Already three days of schooling, yet I'm kind of relaxing now except the day before school started when I was rushing completing homework that was not due on that day. Nevermind at least I get rid of them and no need care for them. Think that I have changed since the school starts. Started to complete part of my homework in school instead of bringing it home to do but ended up didn't do and copy other people homework. A great change for me?
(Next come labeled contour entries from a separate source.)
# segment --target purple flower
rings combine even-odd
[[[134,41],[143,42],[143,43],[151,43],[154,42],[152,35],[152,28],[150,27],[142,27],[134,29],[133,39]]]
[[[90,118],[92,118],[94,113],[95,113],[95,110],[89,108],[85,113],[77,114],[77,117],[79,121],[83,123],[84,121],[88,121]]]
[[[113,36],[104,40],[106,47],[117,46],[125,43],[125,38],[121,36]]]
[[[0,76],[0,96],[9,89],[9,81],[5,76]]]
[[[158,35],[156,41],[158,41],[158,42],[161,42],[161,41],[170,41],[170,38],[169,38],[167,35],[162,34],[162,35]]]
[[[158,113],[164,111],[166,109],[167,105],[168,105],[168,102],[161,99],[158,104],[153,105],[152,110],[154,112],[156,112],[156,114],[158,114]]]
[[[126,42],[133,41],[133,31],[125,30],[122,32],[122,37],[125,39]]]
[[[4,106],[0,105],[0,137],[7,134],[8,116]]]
Think that I said one of my new year resolution is dun get into so much troubles, somehow it doesn't turn true for me. Just starting of first day of school I already got a case to settle which I have no idea why I'm involved in it as the year before me it wasn't supposed be one of my jobs. Nevermind at least I got it done now. And now I got yet another problem. Performance for Mr Chin retirement day. Suddenly today someone came and informed me Pre-U council have to come up with one performance as well for class U6A. What the hell? Performance? Guess that I will be dead next week. X_X
I think it's hard to keep my feelings somehow. I wonder if anyone came to realise some of my behaviour change? Too quiet I guess? Or maybe just becoming back myself as I wish...
有时候我在想,为什么每次都要是我?难道每个责任都是我扛完吗?又不是我叫她买回来那架东西。又不是我叫她买水果回来打。为什么次次都要是我吃这个死猫?她明明就这么得空为什么就不做些贡献呢?每次都只是睡在哪儿,懒得像只猪。。。可是为什么每次都要是我呢?
还是最愤气的事是,每次有事情发生,所有矛头都会指向我。说真话,对他们来说只是我掩饰事实所以就认定我就是那位应该负责任的。多想找个倾诉的对象都没有。忽然羡慕起那些有另一半的朋友,会有个愿意在他们身边聆听对方的问题,不怕会烦到对方。我?曾经拥有,但选择放弃。其实应该说算是报应吧?